Aduce igualmente la organización sindical recurrente que no pretendió que se igualaran los préstamos de vivienda y vehículo sino reivindicar el derecho a la negociación colectiva, que se respeten las conquistas laborales y que la justicia las haga valer, pues de haber solicitado el pago de $25'000.000,00 para los préstamos de vivienda hubiera mejorado notablemente la posibilidad de los trabajadores de la empresa, pero se estaría violando el derecho a la negociación colectiva, "derecho fundamental --así está dicho-- por el que tanto luchan los trabajadores y abriendo la puerta para que las convenciones colectivas se modifiquen por este medio" (folio 10).
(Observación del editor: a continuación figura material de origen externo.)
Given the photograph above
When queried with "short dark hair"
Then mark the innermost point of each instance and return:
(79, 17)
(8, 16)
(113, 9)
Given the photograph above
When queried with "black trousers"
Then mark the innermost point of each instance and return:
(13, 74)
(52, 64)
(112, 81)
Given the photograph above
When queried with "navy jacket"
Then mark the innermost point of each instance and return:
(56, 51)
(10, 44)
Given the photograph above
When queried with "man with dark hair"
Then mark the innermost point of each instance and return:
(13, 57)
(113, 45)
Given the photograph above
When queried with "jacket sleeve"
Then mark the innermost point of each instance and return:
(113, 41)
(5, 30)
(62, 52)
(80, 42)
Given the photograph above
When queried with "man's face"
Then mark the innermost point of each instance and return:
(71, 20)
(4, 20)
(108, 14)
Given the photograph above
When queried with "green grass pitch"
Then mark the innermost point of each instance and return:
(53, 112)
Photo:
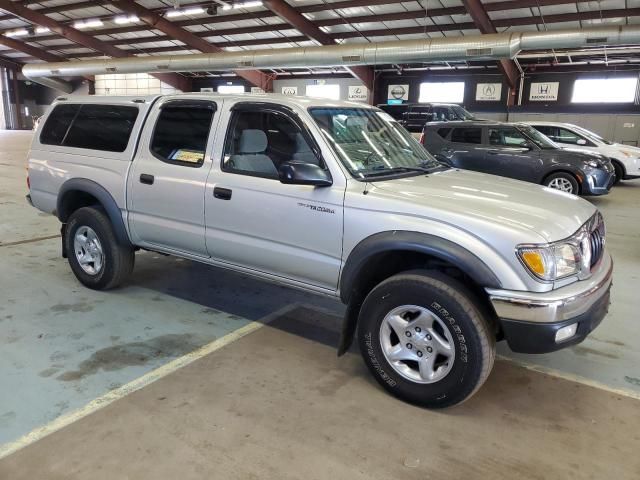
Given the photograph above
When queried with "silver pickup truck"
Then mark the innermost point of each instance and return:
(434, 264)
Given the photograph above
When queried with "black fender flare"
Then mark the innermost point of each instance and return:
(102, 195)
(408, 241)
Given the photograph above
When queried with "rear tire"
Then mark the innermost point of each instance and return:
(96, 258)
(562, 181)
(425, 338)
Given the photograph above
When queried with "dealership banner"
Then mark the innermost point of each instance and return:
(398, 94)
(488, 92)
(544, 92)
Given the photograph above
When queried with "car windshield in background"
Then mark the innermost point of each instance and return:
(541, 140)
(462, 114)
(593, 136)
(370, 143)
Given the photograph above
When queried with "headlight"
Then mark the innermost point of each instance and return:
(552, 262)
(593, 163)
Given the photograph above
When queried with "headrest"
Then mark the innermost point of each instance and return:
(253, 141)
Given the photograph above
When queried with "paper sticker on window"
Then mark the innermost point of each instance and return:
(188, 156)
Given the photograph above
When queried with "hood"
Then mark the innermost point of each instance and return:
(486, 204)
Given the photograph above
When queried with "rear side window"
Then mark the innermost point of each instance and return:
(94, 127)
(467, 135)
(58, 123)
(181, 132)
(102, 127)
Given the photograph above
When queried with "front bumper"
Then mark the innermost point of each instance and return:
(530, 320)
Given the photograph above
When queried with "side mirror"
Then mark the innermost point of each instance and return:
(300, 173)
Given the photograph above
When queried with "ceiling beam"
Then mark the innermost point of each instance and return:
(305, 26)
(481, 19)
(174, 32)
(10, 63)
(177, 81)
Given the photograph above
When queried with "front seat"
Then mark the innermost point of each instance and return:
(251, 156)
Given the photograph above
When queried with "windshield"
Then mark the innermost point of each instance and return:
(370, 142)
(592, 135)
(541, 140)
(462, 113)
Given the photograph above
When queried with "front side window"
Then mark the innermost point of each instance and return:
(371, 143)
(467, 135)
(258, 142)
(181, 132)
(506, 137)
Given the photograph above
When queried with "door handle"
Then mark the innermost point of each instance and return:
(222, 193)
(147, 179)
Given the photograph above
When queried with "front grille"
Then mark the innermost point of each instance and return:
(596, 239)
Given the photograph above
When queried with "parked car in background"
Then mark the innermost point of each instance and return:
(625, 158)
(414, 116)
(518, 151)
(434, 264)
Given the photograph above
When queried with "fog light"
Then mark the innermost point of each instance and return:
(566, 332)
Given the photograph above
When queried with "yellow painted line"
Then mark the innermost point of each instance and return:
(141, 382)
(623, 392)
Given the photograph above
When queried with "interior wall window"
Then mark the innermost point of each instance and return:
(230, 88)
(604, 90)
(258, 142)
(330, 91)
(467, 135)
(452, 92)
(181, 132)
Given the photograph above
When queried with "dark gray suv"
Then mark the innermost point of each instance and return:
(518, 151)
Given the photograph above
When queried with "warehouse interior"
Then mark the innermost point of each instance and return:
(204, 372)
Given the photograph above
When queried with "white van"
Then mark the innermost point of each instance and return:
(625, 158)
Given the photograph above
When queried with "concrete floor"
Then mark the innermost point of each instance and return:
(278, 402)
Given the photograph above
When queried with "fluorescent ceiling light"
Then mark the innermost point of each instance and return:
(249, 4)
(185, 11)
(17, 33)
(122, 19)
(80, 24)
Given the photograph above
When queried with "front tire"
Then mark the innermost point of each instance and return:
(565, 182)
(425, 339)
(96, 258)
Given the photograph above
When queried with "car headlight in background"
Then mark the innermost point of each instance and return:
(552, 262)
(593, 163)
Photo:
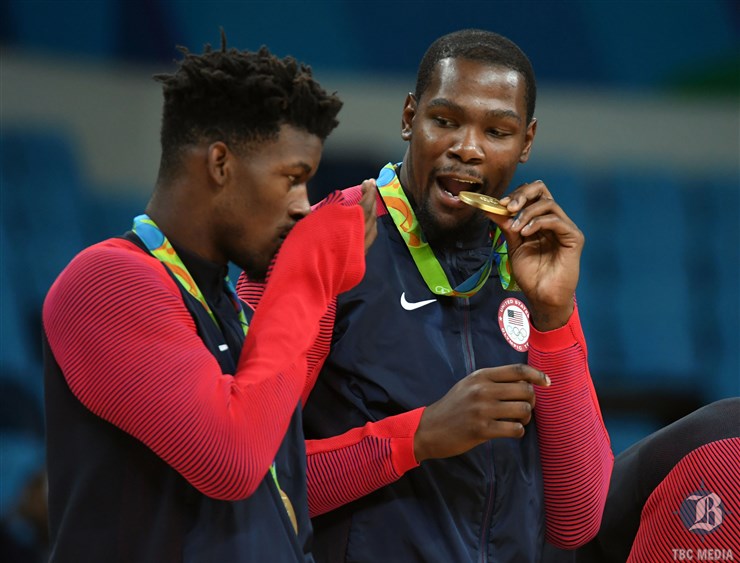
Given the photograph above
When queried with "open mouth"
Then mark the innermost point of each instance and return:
(452, 185)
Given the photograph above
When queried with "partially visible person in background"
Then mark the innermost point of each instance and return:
(675, 495)
(173, 434)
(455, 418)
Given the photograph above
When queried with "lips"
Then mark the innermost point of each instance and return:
(453, 185)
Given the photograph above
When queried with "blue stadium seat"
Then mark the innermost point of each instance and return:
(653, 296)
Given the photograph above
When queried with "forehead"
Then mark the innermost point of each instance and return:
(291, 144)
(476, 82)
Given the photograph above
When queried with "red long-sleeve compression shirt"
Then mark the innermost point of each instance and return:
(575, 450)
(129, 351)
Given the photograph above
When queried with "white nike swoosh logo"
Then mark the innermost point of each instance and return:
(411, 306)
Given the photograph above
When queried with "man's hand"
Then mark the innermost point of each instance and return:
(488, 403)
(368, 203)
(545, 252)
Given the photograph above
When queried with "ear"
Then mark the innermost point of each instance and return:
(528, 140)
(218, 162)
(407, 117)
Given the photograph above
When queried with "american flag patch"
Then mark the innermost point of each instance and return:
(515, 317)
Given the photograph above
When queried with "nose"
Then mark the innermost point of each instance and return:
(299, 205)
(467, 147)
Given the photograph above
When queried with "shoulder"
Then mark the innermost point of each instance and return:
(112, 265)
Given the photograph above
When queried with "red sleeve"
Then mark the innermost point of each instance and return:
(694, 513)
(574, 446)
(362, 460)
(130, 353)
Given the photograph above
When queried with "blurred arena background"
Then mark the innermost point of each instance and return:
(638, 110)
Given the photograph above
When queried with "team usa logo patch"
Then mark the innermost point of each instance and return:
(513, 318)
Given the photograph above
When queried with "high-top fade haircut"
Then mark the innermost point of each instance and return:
(478, 45)
(238, 97)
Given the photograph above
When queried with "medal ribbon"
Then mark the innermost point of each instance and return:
(399, 208)
(161, 248)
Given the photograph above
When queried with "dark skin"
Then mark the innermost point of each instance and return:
(469, 131)
(238, 206)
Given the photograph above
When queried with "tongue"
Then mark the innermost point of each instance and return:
(453, 186)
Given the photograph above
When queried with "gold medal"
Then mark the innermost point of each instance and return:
(484, 202)
(289, 509)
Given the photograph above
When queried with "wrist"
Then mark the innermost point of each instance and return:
(546, 318)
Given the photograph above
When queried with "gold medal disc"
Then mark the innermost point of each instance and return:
(484, 202)
(289, 509)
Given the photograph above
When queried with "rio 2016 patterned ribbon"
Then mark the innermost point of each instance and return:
(162, 249)
(408, 226)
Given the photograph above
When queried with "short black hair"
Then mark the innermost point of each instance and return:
(239, 97)
(478, 45)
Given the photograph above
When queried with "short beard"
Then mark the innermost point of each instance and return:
(447, 237)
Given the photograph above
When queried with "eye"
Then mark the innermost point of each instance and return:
(498, 133)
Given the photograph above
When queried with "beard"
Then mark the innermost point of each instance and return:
(447, 236)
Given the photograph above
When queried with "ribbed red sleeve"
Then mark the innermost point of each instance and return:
(694, 513)
(349, 466)
(129, 351)
(574, 446)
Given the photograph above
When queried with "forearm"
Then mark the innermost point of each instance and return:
(574, 446)
(349, 466)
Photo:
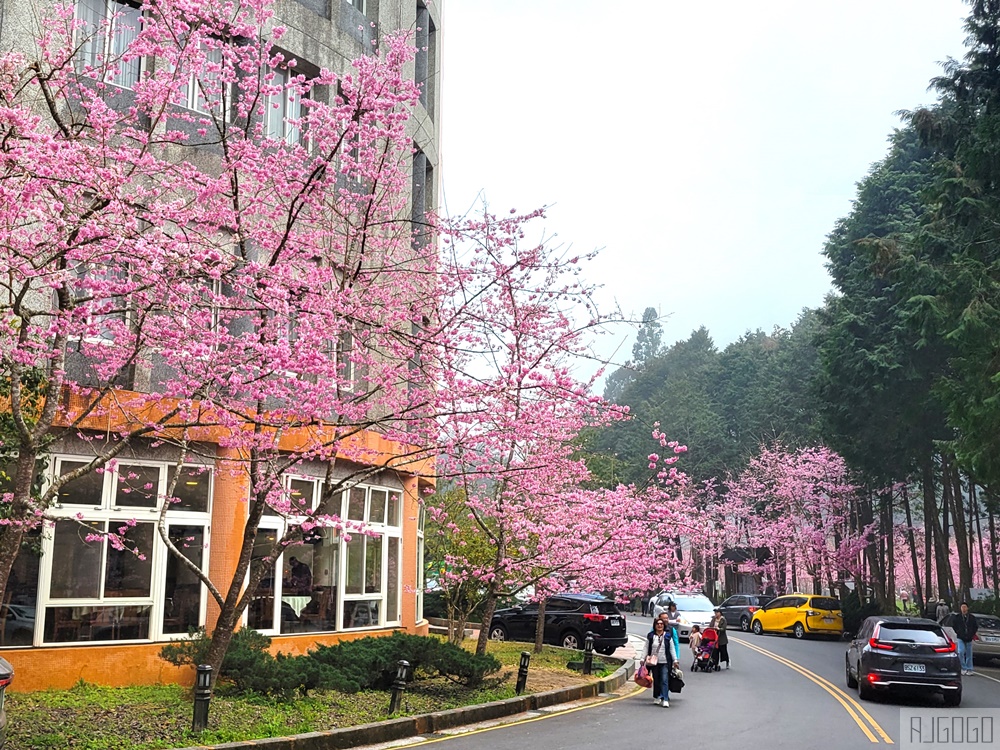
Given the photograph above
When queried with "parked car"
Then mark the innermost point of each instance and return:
(800, 615)
(694, 609)
(568, 619)
(739, 608)
(6, 676)
(904, 653)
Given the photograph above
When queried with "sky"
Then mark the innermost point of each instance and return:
(707, 149)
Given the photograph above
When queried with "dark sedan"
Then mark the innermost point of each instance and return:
(904, 653)
(739, 608)
(568, 619)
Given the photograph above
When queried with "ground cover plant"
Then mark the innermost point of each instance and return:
(151, 717)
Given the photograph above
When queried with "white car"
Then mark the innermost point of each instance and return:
(694, 609)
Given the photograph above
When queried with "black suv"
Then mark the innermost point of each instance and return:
(739, 608)
(568, 619)
(911, 653)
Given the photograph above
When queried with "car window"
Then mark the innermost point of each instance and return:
(825, 602)
(930, 635)
(694, 603)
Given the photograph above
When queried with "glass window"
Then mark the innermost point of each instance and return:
(260, 613)
(284, 109)
(303, 495)
(308, 593)
(356, 504)
(373, 565)
(193, 488)
(376, 508)
(108, 28)
(137, 486)
(129, 571)
(17, 616)
(76, 563)
(182, 589)
(86, 490)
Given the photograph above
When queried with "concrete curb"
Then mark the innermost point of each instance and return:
(393, 730)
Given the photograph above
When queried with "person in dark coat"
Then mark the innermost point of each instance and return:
(966, 626)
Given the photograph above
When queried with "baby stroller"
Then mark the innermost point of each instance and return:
(705, 659)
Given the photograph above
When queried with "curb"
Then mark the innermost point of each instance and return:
(393, 730)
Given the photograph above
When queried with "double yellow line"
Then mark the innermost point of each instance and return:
(853, 708)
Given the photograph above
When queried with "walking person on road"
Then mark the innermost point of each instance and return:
(966, 626)
(660, 655)
(719, 623)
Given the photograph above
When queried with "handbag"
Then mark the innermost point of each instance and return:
(675, 683)
(642, 678)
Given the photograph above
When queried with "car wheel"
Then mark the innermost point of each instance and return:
(851, 682)
(570, 639)
(864, 689)
(498, 633)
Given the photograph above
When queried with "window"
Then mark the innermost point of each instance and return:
(107, 28)
(284, 109)
(205, 91)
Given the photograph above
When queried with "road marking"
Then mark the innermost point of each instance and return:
(504, 725)
(850, 705)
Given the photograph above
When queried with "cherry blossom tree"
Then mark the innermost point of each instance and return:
(800, 506)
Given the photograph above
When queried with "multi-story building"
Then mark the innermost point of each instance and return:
(78, 609)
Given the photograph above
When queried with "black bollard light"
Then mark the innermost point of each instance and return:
(202, 697)
(522, 672)
(398, 686)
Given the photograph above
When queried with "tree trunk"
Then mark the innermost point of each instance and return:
(540, 626)
(919, 597)
(484, 631)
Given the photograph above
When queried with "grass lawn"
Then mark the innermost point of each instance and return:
(159, 716)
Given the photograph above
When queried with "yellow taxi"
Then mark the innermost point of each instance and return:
(800, 615)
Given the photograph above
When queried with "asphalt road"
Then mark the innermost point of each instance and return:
(780, 693)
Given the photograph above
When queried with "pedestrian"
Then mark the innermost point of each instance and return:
(719, 623)
(660, 655)
(694, 643)
(942, 611)
(965, 626)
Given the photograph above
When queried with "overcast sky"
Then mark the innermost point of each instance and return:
(706, 148)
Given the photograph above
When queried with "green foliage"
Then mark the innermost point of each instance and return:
(855, 612)
(371, 662)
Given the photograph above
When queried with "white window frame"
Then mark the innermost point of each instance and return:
(105, 42)
(109, 514)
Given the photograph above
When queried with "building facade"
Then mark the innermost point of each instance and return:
(78, 608)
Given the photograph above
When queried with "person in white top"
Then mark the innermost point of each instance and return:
(660, 656)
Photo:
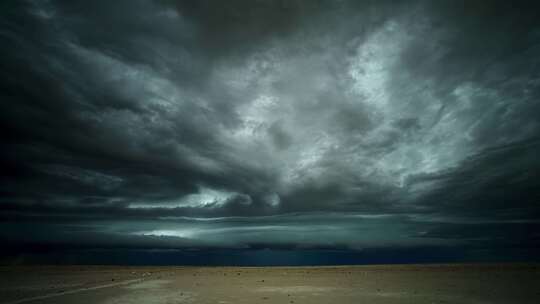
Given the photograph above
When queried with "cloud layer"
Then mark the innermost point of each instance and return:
(176, 124)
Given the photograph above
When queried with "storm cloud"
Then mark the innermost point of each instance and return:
(270, 124)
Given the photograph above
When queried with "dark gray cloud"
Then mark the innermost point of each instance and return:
(239, 124)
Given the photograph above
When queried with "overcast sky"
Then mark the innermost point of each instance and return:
(350, 125)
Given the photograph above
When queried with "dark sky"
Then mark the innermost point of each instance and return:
(408, 130)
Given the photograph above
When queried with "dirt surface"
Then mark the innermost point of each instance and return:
(509, 283)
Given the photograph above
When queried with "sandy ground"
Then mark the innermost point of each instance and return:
(509, 283)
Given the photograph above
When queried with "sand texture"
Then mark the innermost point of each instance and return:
(478, 284)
Conforme aparece textualmente en la demanda, "no todo es plata, de aceptar lo contrario, indudablemente el curso de la demanda hubiera sido otro, pero lo que se busca es que la justicia ordene a la demandada a(sic) cumplir la convención colectiva en los términos que pactaron" (folio 10). Al decir del sindicato impugnante los derechos contenidos en la convención no requieren de la organización de un Fondo Unico de Bienestar "donde se masifique el concepto, porque la falta de independización hace que los rendimientos se utilicen en los rubros que la empresa disponga y no para fortalecer unos planes y programas que son producto de un acuerdo bilateral que los falladores en este caso olvidaron" (folio 10), tal como se lee en la demanda, en la que igualmente aparece dicho que "de haber cumplido los términos de la convención en cuanto a la creación de cada uno de los fondos, éstos hubieran comenzado a rendir de tal manera que de acuerdo a(sic) su rentabilidad, puedan formularse nuevas políticas en las adjudicaciones a los trabajadores, como son una mayor cuantía en el monto, más trabajadores beneficiados, etc., pero tal y como unilateralmente lo manejó la empresa, este fondo no puede establecer su rendimiento propio, porque de la documental que se aportó para demostrar la rentabilidad, lo único que se puede concluir es que el dinero manejado producía rendimiento pero que éste nunca llegó a incrementar los fondos de vivienda y vehículos" (ibídem).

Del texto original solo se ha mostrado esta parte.